Dados do Censo Agropecuário de 2006 indicam que a área de pastagem cultivada no Brasil corresponde a cerca de 106 milhões de hectares. O fato da pecuária brasileira ser desenvolvida predominantemente em pastagens, a degradação dessa, tem sido um empecilho para o setor, causando prejuízos econômicos e ambientais [1]. As causas de degradação variam com cada situação específica em cada bioma e podem ser classificadas em: práticas inadequadas de pastejo e manejo, falhas em seu estabelecimento, fatores bióticos e fatores abióticos.

O cenário futuro aponta para um aumento significativo na produção brasileira de carne bovina. Pressões internas e externas serão cada vez maiores  para que a carne produzida no Brasil se adéqüe às exigências de qualidade e origem do produto. A base dessa modernização deverá ser o melhoramento das pastagens, através da reutilização das áreas onde a cobertura vegetal original foi erradicada. A recuperação de pastagens degradadas deverá ter papel decisivo nesse processo de modernização, tornando possível o aumento da produção, sem promover a expansão das áreas de pastagem via desmatamento. Assim, a recuperação de áreas degradadas, deve ser prioridade no setor pecuário. [1], [2], [3], [4].

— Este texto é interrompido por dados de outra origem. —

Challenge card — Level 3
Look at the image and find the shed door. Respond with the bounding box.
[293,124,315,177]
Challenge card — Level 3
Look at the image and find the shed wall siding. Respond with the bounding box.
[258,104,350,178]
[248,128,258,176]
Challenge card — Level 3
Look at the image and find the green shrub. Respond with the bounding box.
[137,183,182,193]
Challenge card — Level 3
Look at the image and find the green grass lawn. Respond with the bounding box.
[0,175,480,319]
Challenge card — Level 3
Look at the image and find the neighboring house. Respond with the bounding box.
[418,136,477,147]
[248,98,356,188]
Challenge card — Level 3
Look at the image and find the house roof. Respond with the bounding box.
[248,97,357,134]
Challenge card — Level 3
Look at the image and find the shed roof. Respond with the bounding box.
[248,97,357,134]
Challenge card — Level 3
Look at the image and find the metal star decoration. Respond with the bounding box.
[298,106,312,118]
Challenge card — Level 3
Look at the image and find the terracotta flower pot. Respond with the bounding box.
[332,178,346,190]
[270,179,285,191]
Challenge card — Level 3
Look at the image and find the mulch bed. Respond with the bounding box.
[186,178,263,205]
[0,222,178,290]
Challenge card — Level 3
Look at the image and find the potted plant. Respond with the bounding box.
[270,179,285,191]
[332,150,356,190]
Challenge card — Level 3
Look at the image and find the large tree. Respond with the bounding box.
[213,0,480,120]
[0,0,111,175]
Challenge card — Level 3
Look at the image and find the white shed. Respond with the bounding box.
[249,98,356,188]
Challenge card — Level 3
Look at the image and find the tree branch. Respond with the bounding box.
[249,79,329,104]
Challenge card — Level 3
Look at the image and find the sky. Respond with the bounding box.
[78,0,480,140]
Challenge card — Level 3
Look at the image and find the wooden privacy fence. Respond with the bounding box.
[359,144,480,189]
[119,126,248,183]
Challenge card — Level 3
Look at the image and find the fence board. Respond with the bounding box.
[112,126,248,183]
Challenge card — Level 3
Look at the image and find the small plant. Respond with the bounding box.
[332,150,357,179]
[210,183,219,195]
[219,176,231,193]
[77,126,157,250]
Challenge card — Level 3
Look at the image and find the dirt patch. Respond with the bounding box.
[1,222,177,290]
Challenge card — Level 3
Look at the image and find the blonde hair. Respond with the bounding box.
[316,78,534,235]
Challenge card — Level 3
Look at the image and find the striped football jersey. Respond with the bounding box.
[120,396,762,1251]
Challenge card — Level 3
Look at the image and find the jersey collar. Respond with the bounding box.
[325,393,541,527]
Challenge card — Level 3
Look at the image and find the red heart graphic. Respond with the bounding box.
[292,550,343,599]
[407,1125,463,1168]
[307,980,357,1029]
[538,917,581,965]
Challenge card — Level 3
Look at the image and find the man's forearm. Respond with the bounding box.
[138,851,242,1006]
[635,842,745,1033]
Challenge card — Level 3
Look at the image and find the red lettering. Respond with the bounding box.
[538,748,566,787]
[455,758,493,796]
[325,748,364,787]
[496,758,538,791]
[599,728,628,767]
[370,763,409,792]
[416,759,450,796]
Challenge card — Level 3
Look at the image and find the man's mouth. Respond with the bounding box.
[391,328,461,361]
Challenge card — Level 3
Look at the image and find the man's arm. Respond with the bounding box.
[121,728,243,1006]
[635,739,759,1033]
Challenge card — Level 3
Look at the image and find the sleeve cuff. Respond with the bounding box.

Quando se trata de grandes áreas, e principalmente de difícil acesso, a disponibilidade de dados é escassa e a realização de novos levantamentos de campo ou expansão da rede de monitoramento é onerosa. Face à dimensão continental do Brasil, o levantamento de dados em campo pode vir a ser bastante oneroso, necessitando de informações geradas a partir de dados geoespaciais, os quais têm relativamente baixo custo de aquisição e podem ser disponibilizados quase em tempo real. Desta forma, o geoprocessamento tornou-se uma importante ferramenta para espacializar e monitorar os recursos naturais e as atividades antrópicas [5]. A identificação e o monitoramento dos processos de degradação de pastagens em escalas regionais e nacionais são necessários para dimensionar, de forma ampla e eficiente, a magnitude do problema e com isso subsidiar as políticas públicas nas tomadas de decisões sobre a recuperação, o manejo e o uso dessas terras [6].